Sitting on the Node.js Fence

Sat_on_the_Fence_-_JM_Staniforth

I am a long standing fan of Garrison Keillor and his Prairie Home Companion. I fondly remember a Saturday in which he delivered his widely popular News From Lake Wobegon, and that contained the following conundrum: “Is ambivalence a bad thing? Well, yes and no”. It also accurately explains my feeling towards Node.js and the exploding Node community.

As I am writing this, I can hear the great late Joe Strummer singing Should I Stay or Should I Go in my head (“If I stay it will be trouble, if I go it will be double”). It is really hard to ignore the passion that Node.js has garnered from its enthusiastic supporters, and if the list of people you are following on Twitter is full of JavaScript lovers, Node.js becomes Kim Kardashian of your Twitter feed (as in, every third tweet is about it).

In case you were somehow preoccupied by, say, living life to the fullest to notice or care about Node.js, it is a server-side framework written in JavaScript sitting on a bedrock of C++, compiled and executed by Google’s Chrome V8 engine. A huge cottage industry sprung around it, and whatever you may need for your Web development, chances are there is a module that does it somewhere on GitHub. Two years ago, in a widely re-tweeted event, Node.js overtook Ruby on Rails as the most watched GitHub repository.

Recently, in a marked trend of maturation from exploration and small side projects, some serious companies started deploying Node into production. I heard everything about how this US Thanksgiving most traffic to Walmart.com was from mobile devices, handled by Node.js servers.

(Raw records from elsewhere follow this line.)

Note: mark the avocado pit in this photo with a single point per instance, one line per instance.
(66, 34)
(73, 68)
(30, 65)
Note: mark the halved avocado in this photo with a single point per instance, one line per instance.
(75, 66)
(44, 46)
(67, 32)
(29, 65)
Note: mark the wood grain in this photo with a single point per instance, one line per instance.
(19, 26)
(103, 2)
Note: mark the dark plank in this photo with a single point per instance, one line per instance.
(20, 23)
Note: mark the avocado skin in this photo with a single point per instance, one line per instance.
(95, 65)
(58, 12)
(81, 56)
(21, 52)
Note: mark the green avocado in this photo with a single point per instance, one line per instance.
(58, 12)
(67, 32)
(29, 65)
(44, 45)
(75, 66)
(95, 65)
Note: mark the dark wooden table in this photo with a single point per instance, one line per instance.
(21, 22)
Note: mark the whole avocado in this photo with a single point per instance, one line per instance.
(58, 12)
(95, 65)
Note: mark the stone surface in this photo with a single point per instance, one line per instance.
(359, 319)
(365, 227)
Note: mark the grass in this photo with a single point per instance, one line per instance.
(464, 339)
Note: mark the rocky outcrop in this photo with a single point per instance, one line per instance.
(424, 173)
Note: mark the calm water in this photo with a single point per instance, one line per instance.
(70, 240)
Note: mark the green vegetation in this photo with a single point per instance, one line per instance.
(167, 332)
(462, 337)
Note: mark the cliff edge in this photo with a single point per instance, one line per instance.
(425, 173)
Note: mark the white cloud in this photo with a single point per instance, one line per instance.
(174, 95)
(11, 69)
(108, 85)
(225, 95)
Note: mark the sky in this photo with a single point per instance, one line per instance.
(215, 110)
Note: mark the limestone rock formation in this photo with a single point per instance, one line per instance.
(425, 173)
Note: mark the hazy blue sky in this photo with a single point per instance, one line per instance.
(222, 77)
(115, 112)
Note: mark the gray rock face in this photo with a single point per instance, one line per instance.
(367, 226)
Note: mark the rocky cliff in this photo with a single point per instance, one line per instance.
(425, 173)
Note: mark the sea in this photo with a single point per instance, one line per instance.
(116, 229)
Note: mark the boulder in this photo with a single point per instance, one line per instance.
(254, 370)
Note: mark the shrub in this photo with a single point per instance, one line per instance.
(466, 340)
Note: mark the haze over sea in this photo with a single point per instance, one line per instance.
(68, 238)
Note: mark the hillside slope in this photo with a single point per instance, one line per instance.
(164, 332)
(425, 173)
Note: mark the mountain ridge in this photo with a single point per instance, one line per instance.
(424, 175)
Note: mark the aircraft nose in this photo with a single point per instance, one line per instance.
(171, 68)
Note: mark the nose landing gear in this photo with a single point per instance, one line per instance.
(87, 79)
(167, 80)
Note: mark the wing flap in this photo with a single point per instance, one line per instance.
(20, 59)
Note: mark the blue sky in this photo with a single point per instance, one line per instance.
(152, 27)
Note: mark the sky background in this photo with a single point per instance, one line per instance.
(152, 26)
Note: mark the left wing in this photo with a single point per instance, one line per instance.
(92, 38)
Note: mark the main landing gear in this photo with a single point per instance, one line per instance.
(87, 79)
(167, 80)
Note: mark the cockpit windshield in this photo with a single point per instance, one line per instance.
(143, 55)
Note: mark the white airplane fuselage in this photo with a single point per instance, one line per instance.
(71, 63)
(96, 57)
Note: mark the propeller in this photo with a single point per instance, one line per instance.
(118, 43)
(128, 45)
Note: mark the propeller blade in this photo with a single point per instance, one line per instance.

Then I heard from Nick Hart how PayPal switched from JEE to Node.js. A few months ago I stumbled upon an article about Node.js taking over the enterprise (like it or not, to quote the author). I am sure there are more heartwarming stories traded at a recent #NodeSummit. Still, not to be carried away, apart from mobile traffic, Node.js only serves a tiny panel for the Walmart.com web site, so more of a ‘foot in the door’ than a total rewrite for the desktop. Even earlier, LinkedIn engineering team blogged about their use of Node.js for LinkedIn Mobile.

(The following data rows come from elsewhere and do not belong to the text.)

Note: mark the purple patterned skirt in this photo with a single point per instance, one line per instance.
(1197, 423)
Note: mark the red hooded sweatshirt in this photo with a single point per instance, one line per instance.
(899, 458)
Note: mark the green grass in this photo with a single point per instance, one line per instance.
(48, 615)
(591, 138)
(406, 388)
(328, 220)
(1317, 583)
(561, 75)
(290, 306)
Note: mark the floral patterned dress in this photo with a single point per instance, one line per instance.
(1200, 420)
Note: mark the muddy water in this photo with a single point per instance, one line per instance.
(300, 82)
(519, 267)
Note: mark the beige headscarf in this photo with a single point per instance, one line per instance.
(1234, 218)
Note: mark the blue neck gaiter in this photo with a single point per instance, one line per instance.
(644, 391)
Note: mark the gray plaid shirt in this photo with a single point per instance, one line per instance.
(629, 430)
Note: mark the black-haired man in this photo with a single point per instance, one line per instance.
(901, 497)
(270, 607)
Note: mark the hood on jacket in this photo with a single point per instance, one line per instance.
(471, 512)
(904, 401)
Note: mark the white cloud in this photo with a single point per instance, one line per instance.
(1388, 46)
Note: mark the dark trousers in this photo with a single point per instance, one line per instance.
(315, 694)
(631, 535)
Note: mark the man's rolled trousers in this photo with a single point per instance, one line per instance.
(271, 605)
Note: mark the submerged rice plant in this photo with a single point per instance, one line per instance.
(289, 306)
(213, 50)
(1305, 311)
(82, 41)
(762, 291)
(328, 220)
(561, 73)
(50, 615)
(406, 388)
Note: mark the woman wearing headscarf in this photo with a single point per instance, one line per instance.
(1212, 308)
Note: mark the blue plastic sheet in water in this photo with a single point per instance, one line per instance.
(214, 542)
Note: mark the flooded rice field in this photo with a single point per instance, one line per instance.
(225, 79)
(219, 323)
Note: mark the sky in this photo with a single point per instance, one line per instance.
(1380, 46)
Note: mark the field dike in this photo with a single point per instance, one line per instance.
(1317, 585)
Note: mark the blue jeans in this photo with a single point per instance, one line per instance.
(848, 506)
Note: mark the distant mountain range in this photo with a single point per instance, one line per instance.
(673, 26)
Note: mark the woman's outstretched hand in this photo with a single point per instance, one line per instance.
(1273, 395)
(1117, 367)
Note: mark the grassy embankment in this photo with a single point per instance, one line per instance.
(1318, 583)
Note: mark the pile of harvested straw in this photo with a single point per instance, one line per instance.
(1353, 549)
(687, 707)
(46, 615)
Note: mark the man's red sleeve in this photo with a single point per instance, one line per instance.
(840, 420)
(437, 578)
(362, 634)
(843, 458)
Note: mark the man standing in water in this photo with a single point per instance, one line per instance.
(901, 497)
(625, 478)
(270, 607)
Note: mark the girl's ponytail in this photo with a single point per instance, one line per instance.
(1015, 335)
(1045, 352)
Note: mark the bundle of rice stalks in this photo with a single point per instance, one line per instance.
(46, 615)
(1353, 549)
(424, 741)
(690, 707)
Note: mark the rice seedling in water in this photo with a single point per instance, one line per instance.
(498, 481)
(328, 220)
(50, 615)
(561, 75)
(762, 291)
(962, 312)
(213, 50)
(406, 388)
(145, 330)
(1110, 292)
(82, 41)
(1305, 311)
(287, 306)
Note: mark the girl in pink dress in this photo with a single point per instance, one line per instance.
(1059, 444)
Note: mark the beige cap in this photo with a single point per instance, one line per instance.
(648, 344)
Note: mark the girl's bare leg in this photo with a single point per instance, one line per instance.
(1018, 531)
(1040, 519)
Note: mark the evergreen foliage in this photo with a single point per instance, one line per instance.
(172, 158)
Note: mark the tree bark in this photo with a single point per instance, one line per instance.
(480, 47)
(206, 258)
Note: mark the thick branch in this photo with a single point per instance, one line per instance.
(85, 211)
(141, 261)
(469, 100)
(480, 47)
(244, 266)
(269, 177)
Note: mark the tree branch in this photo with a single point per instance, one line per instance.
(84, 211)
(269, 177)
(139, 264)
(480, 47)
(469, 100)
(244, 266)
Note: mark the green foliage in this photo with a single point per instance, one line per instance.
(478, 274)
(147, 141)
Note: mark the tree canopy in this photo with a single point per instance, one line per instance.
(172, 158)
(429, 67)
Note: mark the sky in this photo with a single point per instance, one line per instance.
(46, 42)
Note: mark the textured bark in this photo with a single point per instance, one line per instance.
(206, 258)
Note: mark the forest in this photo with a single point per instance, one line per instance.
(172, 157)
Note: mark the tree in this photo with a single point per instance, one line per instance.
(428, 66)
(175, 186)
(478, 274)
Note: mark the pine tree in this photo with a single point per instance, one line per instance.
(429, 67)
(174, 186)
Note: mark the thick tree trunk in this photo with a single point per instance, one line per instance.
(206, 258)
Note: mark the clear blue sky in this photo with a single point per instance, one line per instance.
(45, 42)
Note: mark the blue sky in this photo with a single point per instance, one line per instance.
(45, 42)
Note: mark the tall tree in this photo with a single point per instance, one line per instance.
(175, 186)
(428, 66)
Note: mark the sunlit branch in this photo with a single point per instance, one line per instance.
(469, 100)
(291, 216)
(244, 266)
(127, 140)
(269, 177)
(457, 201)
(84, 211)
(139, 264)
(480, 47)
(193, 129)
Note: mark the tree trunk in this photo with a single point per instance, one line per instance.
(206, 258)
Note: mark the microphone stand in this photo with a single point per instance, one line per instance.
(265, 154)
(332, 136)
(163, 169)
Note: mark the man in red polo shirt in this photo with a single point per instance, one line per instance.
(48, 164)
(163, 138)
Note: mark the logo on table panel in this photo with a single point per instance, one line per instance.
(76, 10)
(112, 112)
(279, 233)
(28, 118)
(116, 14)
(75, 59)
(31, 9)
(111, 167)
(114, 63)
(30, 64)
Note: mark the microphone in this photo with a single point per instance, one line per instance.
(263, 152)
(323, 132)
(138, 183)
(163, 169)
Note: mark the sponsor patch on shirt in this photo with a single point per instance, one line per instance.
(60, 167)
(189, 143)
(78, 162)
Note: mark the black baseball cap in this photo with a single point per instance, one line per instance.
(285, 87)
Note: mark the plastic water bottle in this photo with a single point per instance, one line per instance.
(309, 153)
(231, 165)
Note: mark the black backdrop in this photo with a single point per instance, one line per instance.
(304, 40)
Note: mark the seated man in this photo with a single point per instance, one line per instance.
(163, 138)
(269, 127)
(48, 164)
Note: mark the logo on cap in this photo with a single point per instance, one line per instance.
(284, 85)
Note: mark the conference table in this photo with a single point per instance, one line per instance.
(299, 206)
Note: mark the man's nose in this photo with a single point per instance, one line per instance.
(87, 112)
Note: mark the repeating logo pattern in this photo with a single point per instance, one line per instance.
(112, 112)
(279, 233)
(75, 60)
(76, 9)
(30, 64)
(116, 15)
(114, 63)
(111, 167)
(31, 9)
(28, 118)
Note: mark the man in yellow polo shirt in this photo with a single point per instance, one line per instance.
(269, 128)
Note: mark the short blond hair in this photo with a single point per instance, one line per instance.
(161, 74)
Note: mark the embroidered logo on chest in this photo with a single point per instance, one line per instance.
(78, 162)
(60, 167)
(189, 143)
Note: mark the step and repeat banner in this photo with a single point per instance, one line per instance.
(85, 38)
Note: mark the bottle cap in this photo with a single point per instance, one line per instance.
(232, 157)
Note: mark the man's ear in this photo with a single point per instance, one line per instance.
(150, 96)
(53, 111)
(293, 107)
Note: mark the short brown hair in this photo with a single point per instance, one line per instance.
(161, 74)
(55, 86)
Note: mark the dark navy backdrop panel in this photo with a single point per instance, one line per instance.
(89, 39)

It is very hard to cut through the noise and get to the core of this surge in popularity. When you dig deeper, you find multiple reasons, not all of them technical. That’s why discussions about Node.js sometimes sound to me like the Abott and Costello’s ‘Who’s on First’ routine. You may be discussing technology while other participants may be discussing hiring perks, or skill profile of their employees, or context switching. So lets count the ways why Node.js is popular and note how only one of them is actually technical:

  1. Node.js is written from the ground up to be asynchronous. It is optimized to handle problems where there is a lot of waiting for I/O. Processing tasks not waiting for I/O while others are queued up can increase throughput without adding processing and memory overhead of the traditional ‘one blocking thread per request’ model (or even worse, ‘one process per request’). The sweet spot is when all you need to do is lightly process the result of I/O and pass it along. If you need to spend more time to do some procedural number-crunching, you need to spawn a ‘worker’ child process, at which point you are re-implementing threading.
  2. Node.js is using JavaScript, allowing front-end developers already familiar with it to extend their reach into the server. Most new companies (i.e. not the Enterprise) have a skill pool skewed towards JavaScript developers (compared to the Enterprise world where Java, C/C++, C# etc. and similar are in the majority).
  3. New developers love Node.js and JavaScript and are drawn to it like moths to a candelabra, so having Node.js projects is a significant attraction when competing for resources in a developer-starved new IT economy.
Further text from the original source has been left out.